Si aujourd'hui j'exerce ce métier qui n'existe pas vraiment, c'est aussi grâce à lui qui n'a jamais du lire un CV de sa vie, discuter avec un conseiller d'orientation ou rencontré de coach professionnel. Il m'a soupesé du regard comme un maquignon jauge une vache et m'a dit "t'es dans l'écoute, t'as envie de donner, tu devrais animer des colloques". Depuis sept ans, je fais sienne sa prédiction et n'ai jamais eu de meilleur conseil depuis. Je lui dois tant que je ne peux évidemment manquer aucune des grands messes qu'il organise pour son association. Cette manifestation à laquelle je me rends donc depuis sept ans m'a tour à tour amusé, émerveillé, un peu déçu et puis cette année, exaspéré. Exaspéré de voir tant d'intelligence collective mal utilisée, tant de personnes (600) frustrées d'entendre les mêmes blagues, les mêmes arguments, les mêmes ficelles que l'année passée. Car mon Pygmalion ne veut pas passer la main quand à l'évidence, il devrait. Il s'accroche à des oripeaux dérisoires, se persuade d'être toujours le seul capable, comme un mauvais maire qui veut encore tenir le crachoir. Hier j'avais le coeur serré de voir la salle se vider devant les répétitions de mon mentor qui s'accrochait au pupitre. Je ne pouvais pas le couper, ne pourrais pas lui dire que ça n'allait pas. Pas par lâcheté, par incapacité d'écoute de sa part. J'ai essayé, je lui ai dit, mais à l'évidence il ne veut pas. Comme Charles Aznavour veut mourir sur scène alors qu'il n'est plus qu'une momie, certains s'arriment au pouvoir avec une énergie désespérée qu'ils prennent à tort pour un surcroît de pêche. 
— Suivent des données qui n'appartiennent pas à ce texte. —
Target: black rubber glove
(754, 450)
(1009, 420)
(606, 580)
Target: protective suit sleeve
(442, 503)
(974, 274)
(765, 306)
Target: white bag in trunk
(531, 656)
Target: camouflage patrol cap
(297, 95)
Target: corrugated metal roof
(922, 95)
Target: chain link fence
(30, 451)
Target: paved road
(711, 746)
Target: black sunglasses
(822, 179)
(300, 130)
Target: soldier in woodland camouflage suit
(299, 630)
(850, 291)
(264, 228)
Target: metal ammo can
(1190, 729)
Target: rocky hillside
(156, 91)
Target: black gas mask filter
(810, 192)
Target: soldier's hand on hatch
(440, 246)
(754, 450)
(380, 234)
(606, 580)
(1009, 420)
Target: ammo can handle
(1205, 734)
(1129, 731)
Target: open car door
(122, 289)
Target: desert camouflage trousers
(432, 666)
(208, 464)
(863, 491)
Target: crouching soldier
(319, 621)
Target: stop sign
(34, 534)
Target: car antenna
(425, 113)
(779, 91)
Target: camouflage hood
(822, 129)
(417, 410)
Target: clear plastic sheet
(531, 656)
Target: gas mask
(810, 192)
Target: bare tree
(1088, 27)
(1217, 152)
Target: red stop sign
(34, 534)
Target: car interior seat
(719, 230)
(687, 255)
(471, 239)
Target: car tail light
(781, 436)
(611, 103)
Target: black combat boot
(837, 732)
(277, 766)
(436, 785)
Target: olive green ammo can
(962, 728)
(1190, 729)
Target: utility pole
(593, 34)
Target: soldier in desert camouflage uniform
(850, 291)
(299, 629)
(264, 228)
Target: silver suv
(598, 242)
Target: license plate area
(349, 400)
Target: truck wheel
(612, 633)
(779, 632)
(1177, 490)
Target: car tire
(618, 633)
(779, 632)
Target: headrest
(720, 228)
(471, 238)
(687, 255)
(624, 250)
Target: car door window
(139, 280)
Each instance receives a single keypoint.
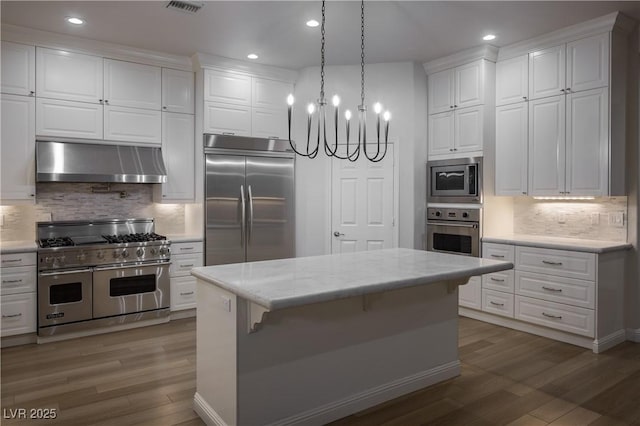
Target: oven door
(119, 290)
(454, 237)
(64, 297)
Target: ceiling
(396, 31)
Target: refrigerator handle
(250, 230)
(243, 221)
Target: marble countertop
(575, 244)
(285, 283)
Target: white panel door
(177, 91)
(441, 133)
(132, 85)
(468, 129)
(227, 119)
(362, 204)
(512, 130)
(547, 72)
(441, 91)
(17, 148)
(588, 63)
(178, 153)
(69, 76)
(227, 87)
(468, 84)
(69, 119)
(269, 123)
(588, 143)
(547, 146)
(132, 125)
(18, 68)
(512, 80)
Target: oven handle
(143, 265)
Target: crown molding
(615, 21)
(93, 47)
(203, 60)
(486, 51)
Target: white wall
(401, 88)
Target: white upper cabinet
(177, 91)
(18, 69)
(69, 76)
(17, 148)
(512, 80)
(227, 87)
(588, 63)
(132, 85)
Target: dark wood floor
(147, 376)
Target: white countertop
(591, 246)
(285, 283)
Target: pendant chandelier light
(316, 112)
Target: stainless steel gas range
(100, 273)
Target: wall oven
(455, 181)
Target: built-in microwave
(455, 181)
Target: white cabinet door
(269, 123)
(68, 119)
(132, 85)
(512, 80)
(132, 125)
(547, 72)
(468, 129)
(227, 87)
(18, 68)
(587, 143)
(178, 152)
(511, 149)
(441, 91)
(177, 91)
(69, 76)
(227, 119)
(441, 133)
(270, 94)
(17, 148)
(547, 146)
(588, 63)
(469, 85)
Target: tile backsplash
(76, 201)
(584, 219)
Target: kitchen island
(313, 339)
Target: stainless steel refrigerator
(249, 199)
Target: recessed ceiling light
(75, 21)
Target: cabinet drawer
(555, 315)
(18, 314)
(17, 259)
(500, 281)
(183, 293)
(557, 262)
(556, 289)
(497, 302)
(496, 251)
(21, 279)
(181, 264)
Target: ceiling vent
(185, 5)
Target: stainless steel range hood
(64, 160)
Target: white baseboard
(352, 404)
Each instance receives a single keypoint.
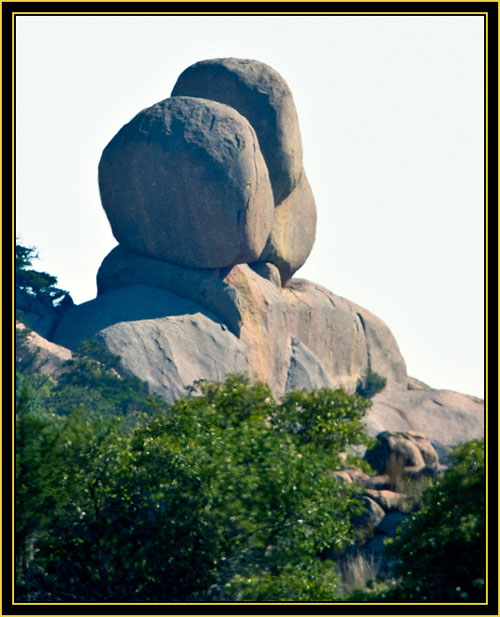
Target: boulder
(48, 359)
(122, 268)
(260, 94)
(447, 418)
(402, 449)
(371, 516)
(264, 326)
(293, 232)
(163, 339)
(185, 181)
(344, 337)
(305, 371)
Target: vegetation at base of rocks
(39, 285)
(371, 384)
(222, 495)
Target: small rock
(388, 500)
(390, 522)
(371, 516)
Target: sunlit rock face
(208, 199)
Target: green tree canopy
(221, 495)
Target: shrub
(222, 495)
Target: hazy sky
(391, 116)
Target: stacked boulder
(207, 197)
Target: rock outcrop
(208, 199)
(185, 181)
(260, 94)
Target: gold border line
(250, 13)
(486, 145)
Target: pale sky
(391, 117)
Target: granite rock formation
(208, 199)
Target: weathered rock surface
(49, 358)
(260, 94)
(293, 232)
(390, 522)
(185, 181)
(406, 449)
(268, 271)
(36, 314)
(163, 339)
(207, 196)
(264, 325)
(345, 338)
(122, 268)
(387, 500)
(305, 372)
(446, 418)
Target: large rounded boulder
(185, 181)
(260, 94)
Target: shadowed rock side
(163, 339)
(447, 418)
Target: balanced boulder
(185, 181)
(260, 94)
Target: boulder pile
(207, 197)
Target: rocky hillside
(207, 197)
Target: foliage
(39, 285)
(441, 551)
(223, 495)
(371, 384)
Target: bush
(223, 495)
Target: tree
(223, 495)
(39, 285)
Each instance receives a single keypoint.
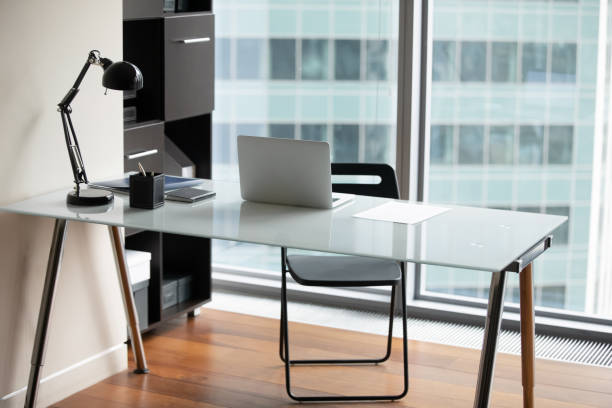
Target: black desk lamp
(121, 76)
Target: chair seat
(311, 270)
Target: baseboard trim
(66, 370)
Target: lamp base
(89, 197)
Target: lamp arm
(74, 151)
(72, 144)
(92, 59)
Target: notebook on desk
(122, 185)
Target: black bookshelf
(172, 42)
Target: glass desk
(465, 237)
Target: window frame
(416, 22)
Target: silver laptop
(285, 171)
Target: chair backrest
(387, 187)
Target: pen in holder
(147, 191)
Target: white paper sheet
(404, 213)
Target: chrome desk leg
(527, 336)
(46, 304)
(487, 356)
(128, 301)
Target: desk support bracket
(44, 314)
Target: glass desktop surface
(464, 237)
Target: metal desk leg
(46, 304)
(527, 336)
(128, 302)
(493, 323)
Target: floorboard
(223, 359)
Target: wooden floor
(224, 359)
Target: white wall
(43, 46)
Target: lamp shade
(122, 76)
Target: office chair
(347, 271)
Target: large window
(512, 127)
(308, 70)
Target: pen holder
(147, 191)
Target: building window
(347, 59)
(317, 133)
(473, 61)
(281, 131)
(444, 66)
(282, 59)
(561, 234)
(501, 144)
(531, 144)
(249, 58)
(471, 144)
(503, 62)
(346, 143)
(441, 144)
(314, 59)
(378, 143)
(376, 59)
(563, 64)
(534, 62)
(560, 144)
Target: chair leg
(283, 321)
(288, 362)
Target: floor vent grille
(547, 347)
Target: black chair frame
(385, 172)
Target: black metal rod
(46, 306)
(284, 347)
(82, 175)
(336, 361)
(489, 346)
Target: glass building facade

J'ai eu l'immense honneur de passer deux heures avant hier avec Claude Alphandéry, 92 ans. La preuve que le temps ne fait rien à l'affaire, quand on est bon, on est bon. Mais Alphandéry ne fait pas le round de trop, il n'est plus là que pour inspirer, insuffler, donner envie. Il a lâché le pouvoir qui devenait pour lui Kryptonite, je salue sa sagesse et aimerait tant qu'elle soit plus partagée. 

Commentaires

ah ! l'amour des vieux! Tout comme vous, dès ma jeunesse, j'ai préféré écouter les plus vieux, les plus sages, les plus cultivés que d'aller m'éclater avec ceux de mon âge. Aujourd'hui encore, j'ai un faible pour ceux qui me précèdent et je n'en finis pas de regarder La Femme aux cinq éléphants, cette vieille dame traductrice allemande à la vie incroyable. Son regard, sa parole, ses lectures sont de vrais stimulants. Cher Castor, nous ne sommes pas accordés à notre époque qui prône le jeunisme mais qui fait tout pour que des vieux gardent le pouvoir. On est jamais à un paradoxe prêt !

Écrit par : marcelline roux | 28/03/2014

Ha ha ! Marcelline, c'est joliment résumé.

Écrit par : Castor | 29/03/2014

Je suis un jeune qui préfère les jeunes parce qu'ils sont pile à la charnière entre l'abandon (ou le recul vis-à-vis) des valeurs, des idées et principes issus de l'éducation et de la famille, et l'adoption de nouvelles croyances et convictions qui se muent en certitudes bien assises. Cela dit je peux croire qu'on soit plus vieux et qu'on choisisse de se laisser encore constamment ronger par le doute, mais je suis pas sûr que ce soit vraiment supportable sur le long terme (et je constate bien souvent que ça ne l'est pas).